Le persone uccise debbono essere ricordate come martiri della libertà e ci debbono ricordare ancora oggi il valore di quest'ultima. Oggi quel muro non esiste più ma esistono ancora le ferite di quel passato terribile

Il 9 novembre si è celebrato il XXX anniversario della caduta del muro di Berlino. Quel muro non divideva solo una città, l’attuale capitale della Germania, ma divideva due mondi.

Dal 1961, anno della sua erezione, al 9 novembre 1989, quel muro era uno dei simboli della Guerra Fredda. Esso fu eretto dal regime comunista della Germania dell’Est, il quale volle impedire le fughe dei tedeschi orientali ad ovest. I tedeschi orientali aspiravano ad essere liberi ed il regime filo-sovietico della DDR (la Germania dell’Est) voleva impedirlo.
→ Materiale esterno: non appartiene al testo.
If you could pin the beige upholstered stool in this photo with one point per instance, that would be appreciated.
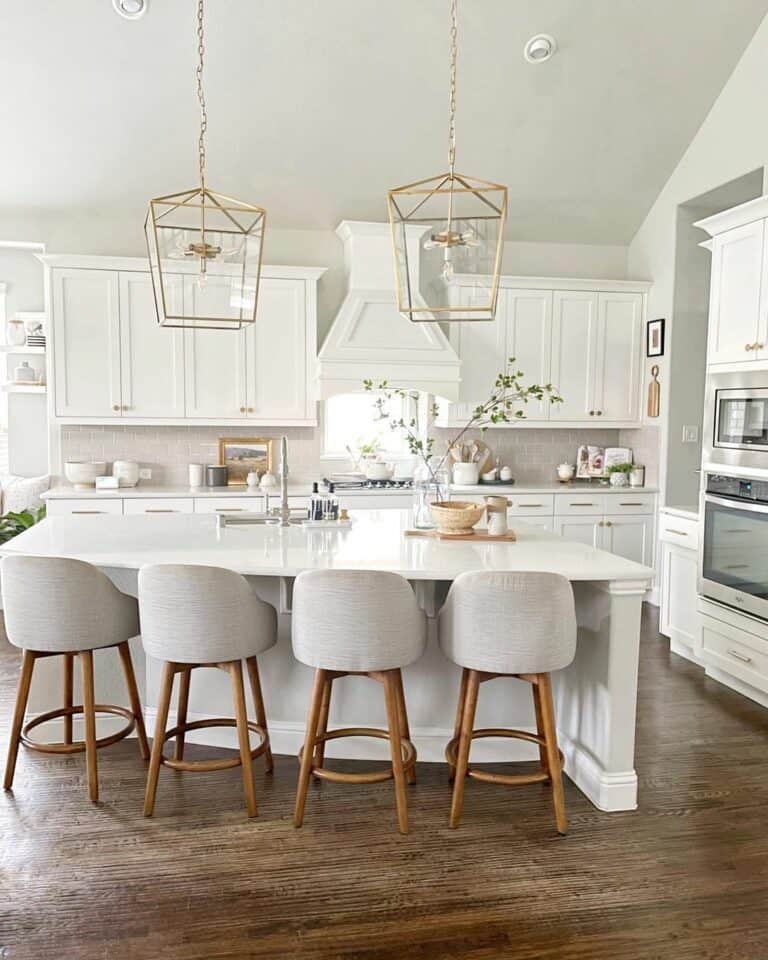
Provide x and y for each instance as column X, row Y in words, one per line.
column 508, row 625
column 356, row 623
column 196, row 616
column 66, row 608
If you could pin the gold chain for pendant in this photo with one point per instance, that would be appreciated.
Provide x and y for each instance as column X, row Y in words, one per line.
column 452, row 123
column 200, row 94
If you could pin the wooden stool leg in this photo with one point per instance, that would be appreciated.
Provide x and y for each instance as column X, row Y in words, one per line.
column 181, row 711
column 459, row 715
column 89, row 713
column 536, row 691
column 69, row 682
column 402, row 712
column 322, row 723
column 133, row 695
column 465, row 740
column 553, row 757
column 258, row 704
column 22, row 695
column 305, row 771
column 393, row 720
column 241, row 715
column 158, row 740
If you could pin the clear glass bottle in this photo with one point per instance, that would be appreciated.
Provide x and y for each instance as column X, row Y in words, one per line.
column 431, row 483
column 315, row 504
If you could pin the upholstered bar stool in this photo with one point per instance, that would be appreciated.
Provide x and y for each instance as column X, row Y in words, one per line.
column 361, row 623
column 508, row 625
column 196, row 616
column 66, row 608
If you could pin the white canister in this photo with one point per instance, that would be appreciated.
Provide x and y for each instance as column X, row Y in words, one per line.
column 196, row 474
column 24, row 373
column 126, row 471
column 497, row 523
column 465, row 474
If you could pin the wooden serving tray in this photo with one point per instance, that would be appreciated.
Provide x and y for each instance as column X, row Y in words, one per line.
column 477, row 535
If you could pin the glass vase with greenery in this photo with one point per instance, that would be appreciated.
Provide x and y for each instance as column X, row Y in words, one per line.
column 506, row 403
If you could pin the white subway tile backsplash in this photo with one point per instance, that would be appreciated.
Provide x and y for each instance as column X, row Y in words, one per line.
column 532, row 453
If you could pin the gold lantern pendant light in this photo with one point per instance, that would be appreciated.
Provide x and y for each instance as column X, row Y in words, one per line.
column 204, row 248
column 448, row 235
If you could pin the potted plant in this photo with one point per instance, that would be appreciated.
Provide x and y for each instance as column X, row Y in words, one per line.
column 618, row 474
column 505, row 404
column 12, row 524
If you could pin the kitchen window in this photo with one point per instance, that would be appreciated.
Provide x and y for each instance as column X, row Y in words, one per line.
column 349, row 419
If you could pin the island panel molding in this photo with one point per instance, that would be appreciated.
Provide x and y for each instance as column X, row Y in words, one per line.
column 595, row 696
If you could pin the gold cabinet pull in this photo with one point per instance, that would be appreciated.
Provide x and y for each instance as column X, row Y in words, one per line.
column 739, row 656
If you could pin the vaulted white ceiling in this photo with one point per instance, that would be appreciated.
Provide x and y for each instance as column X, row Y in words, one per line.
column 318, row 106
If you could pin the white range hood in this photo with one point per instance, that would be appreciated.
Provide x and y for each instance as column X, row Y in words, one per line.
column 369, row 339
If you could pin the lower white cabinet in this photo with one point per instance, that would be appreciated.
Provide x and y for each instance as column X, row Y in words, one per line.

Dal 1961 al 1989 ci furono vari casi di tentativo di fuga ad ovest che furono coronati dal successo. Purtroppo, nello stesso arco di tempo, almeno 133 persone rimasero uccise nel tentativo di scappare. Per alcuni studiosi, i morti furono più di 200.

Erich Mielke, ministro della Sicurezza della DDR, disse: “Se dovete sparare, fate in modo che la persona in questione non vada via ma rimanga con noi”.

Le persone uccise debbono essere ricordate come martiri della libertà e ci debbono ricordare ancora oggi il valore di quest’ultima. Oggi, quel muro non esiste più ma esistono ancora le ferite di quel passato terribile. Basti pensare alla maggiore povertà dell’ex-Germania dell’Est, ancora oggi presente.